Sunday, August 31, 2014

Victorian London's Middle-Class Housewife: What She Did All Day

Victorian London’s Middle-Class Housewife: What She Did All Day, by Yaffa Claire Draznin: A Penny Dreadful Review

Steampunk is a genre of adventures and inventions, of exceptional people and exotic locales. The history books are the same way: presidents and kings scrawled over all the pages. In the background of these wild stories and world-shaking events lives an empire full of ordinary people. Occasionally, a scholar starts to wonder what the ordinary people did with their time: how they felt about adventurers tracking mud into their parlours, what that mud might be made of, who paid the grocery bills.
       Yaffa Claire Draznin wrote a book about those ordinary people entitled Victorian London’s Middle-Class Housewife: What She Did All Day. It is an excellent book. She follows the routine of a typical housewife in Victorian London between 1875 and 1900.  Her prose is easy and fun for the layperson (ie: me) to read.
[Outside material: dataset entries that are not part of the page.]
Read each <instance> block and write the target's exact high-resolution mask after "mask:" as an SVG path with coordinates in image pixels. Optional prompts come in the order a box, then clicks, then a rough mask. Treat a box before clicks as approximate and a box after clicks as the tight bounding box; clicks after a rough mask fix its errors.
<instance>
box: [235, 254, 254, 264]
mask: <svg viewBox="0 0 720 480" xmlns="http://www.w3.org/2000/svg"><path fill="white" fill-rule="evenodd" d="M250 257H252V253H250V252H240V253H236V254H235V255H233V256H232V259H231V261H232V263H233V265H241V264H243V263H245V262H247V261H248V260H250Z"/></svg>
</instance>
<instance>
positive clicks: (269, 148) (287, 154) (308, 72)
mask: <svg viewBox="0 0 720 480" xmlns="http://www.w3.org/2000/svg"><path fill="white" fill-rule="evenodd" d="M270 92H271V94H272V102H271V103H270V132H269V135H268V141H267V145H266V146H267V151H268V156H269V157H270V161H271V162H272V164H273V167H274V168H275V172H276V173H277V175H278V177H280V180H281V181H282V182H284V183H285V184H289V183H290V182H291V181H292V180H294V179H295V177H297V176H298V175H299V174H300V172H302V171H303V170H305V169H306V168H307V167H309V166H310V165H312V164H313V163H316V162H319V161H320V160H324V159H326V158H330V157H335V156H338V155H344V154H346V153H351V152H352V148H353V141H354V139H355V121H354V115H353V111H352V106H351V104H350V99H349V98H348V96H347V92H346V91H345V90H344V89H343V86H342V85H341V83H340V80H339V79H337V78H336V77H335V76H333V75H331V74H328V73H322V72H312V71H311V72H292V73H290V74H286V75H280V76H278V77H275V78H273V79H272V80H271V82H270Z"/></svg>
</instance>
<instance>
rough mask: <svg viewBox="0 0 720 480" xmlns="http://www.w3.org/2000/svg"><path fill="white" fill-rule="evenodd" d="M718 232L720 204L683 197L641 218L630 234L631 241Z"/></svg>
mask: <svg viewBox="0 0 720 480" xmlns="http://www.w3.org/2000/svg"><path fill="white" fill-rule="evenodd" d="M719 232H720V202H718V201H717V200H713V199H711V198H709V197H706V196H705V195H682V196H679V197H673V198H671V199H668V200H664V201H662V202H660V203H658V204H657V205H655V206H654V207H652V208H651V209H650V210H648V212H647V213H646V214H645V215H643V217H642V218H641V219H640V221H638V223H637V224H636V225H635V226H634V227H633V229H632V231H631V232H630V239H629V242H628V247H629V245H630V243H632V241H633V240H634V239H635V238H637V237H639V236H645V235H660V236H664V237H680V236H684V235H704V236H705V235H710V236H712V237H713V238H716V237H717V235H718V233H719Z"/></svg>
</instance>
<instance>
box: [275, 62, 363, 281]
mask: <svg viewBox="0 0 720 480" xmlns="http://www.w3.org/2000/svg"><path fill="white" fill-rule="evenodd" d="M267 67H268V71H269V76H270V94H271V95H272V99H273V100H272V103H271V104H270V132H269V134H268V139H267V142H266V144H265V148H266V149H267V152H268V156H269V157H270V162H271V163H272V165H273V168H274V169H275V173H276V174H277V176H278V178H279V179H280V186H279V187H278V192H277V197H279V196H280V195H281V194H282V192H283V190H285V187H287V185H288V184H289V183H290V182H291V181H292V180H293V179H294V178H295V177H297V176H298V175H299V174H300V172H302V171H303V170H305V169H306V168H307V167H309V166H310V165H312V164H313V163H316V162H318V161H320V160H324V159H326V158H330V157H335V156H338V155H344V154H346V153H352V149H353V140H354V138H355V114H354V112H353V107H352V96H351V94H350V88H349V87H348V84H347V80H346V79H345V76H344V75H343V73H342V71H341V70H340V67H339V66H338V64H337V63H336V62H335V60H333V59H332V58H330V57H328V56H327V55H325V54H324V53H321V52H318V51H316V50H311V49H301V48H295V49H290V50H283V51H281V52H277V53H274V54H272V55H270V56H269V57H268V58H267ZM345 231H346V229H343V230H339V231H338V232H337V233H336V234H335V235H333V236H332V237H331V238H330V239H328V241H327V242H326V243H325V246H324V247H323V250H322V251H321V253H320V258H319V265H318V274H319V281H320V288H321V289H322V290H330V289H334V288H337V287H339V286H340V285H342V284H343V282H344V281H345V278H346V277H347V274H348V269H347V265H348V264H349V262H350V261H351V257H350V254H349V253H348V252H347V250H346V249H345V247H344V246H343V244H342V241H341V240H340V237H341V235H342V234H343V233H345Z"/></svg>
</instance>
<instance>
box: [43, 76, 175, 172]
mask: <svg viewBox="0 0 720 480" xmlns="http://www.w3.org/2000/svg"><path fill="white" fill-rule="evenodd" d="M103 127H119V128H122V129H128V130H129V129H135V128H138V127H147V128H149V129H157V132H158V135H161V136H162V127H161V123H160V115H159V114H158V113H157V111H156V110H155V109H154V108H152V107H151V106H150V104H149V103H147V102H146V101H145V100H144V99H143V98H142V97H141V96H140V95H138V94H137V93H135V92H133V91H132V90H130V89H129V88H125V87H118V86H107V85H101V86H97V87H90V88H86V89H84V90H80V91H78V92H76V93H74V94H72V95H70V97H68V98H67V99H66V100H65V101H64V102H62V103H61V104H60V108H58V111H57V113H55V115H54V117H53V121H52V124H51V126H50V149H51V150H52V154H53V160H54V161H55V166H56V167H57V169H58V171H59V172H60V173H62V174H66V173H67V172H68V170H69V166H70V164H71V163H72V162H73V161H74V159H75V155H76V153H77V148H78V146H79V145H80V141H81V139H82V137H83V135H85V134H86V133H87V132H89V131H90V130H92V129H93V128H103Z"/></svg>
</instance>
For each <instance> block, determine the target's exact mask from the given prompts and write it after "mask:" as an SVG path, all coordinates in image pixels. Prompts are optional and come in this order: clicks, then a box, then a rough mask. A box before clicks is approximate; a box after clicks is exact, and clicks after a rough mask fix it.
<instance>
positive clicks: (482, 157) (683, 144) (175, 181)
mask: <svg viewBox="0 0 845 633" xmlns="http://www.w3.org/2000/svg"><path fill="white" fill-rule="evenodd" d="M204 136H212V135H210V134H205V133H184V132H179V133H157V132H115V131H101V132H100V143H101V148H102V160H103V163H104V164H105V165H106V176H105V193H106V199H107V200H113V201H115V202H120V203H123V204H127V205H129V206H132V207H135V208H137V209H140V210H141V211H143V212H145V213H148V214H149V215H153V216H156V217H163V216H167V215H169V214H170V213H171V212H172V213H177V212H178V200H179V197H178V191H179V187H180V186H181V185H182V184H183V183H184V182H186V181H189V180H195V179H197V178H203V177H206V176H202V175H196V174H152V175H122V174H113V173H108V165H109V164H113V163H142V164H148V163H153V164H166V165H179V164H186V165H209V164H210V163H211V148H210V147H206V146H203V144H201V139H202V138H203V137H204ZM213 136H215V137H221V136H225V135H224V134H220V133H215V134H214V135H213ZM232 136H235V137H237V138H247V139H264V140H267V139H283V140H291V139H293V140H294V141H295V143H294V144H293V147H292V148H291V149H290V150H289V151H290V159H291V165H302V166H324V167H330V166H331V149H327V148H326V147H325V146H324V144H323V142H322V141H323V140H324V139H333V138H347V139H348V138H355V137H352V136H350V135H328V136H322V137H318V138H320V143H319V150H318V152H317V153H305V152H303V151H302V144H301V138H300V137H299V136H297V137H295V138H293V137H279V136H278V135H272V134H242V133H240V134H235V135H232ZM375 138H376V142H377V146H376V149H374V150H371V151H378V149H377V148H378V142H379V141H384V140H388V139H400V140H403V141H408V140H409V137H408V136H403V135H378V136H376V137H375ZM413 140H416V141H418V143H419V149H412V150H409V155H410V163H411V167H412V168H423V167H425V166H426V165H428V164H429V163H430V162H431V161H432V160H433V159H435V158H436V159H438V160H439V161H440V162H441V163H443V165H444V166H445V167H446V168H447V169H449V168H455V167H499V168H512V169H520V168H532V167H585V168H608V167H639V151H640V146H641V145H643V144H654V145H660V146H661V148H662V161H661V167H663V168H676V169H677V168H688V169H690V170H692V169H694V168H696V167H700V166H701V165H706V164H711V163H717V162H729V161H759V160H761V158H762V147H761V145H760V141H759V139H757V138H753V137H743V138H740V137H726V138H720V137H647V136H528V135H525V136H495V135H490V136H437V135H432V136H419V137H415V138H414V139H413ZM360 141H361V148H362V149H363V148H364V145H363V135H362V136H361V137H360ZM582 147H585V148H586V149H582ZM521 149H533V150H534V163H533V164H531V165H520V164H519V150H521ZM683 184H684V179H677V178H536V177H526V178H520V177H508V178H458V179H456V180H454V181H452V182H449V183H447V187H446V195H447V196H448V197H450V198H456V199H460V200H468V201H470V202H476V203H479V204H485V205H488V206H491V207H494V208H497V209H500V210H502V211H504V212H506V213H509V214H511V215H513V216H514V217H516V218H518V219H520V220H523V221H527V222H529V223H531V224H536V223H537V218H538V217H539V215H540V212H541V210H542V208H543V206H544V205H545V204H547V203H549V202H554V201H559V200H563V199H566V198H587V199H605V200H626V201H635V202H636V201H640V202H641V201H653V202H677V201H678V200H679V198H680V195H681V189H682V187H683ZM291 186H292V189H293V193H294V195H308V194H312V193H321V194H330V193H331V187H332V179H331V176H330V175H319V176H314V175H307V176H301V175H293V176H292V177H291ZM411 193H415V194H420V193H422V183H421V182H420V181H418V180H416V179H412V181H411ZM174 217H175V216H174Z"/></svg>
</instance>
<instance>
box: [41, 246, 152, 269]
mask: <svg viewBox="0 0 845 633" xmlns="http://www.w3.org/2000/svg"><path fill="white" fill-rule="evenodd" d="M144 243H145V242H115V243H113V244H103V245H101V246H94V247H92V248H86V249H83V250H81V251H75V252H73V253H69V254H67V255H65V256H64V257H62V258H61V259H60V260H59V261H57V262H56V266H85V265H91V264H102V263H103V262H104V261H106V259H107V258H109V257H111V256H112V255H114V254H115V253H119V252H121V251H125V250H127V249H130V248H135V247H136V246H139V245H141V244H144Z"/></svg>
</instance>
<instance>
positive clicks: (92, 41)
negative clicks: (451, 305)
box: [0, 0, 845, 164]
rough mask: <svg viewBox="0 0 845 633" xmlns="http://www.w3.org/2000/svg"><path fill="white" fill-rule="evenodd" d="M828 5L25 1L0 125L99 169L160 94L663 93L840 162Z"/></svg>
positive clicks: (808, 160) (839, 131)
I learned so much from her research into the seldom thought-of world of the everyday.
        I wish there were more pictures. It would be fantastic to see more illustrations, perhaps of the interior of a typical Victorian home, or explanatory diagrams about cleaning techniques. Though, with research as scarce as it is on the subject, she may have included everything she could find!
I give this book four and a half gears out of five. I found it informative and clever, easy to read and stuffed with tidbits of usefulness. I highly recommend taking a look at what the middle-class housewife did all day in Victorian London. It’s much more interesting and difficult than you might imagine.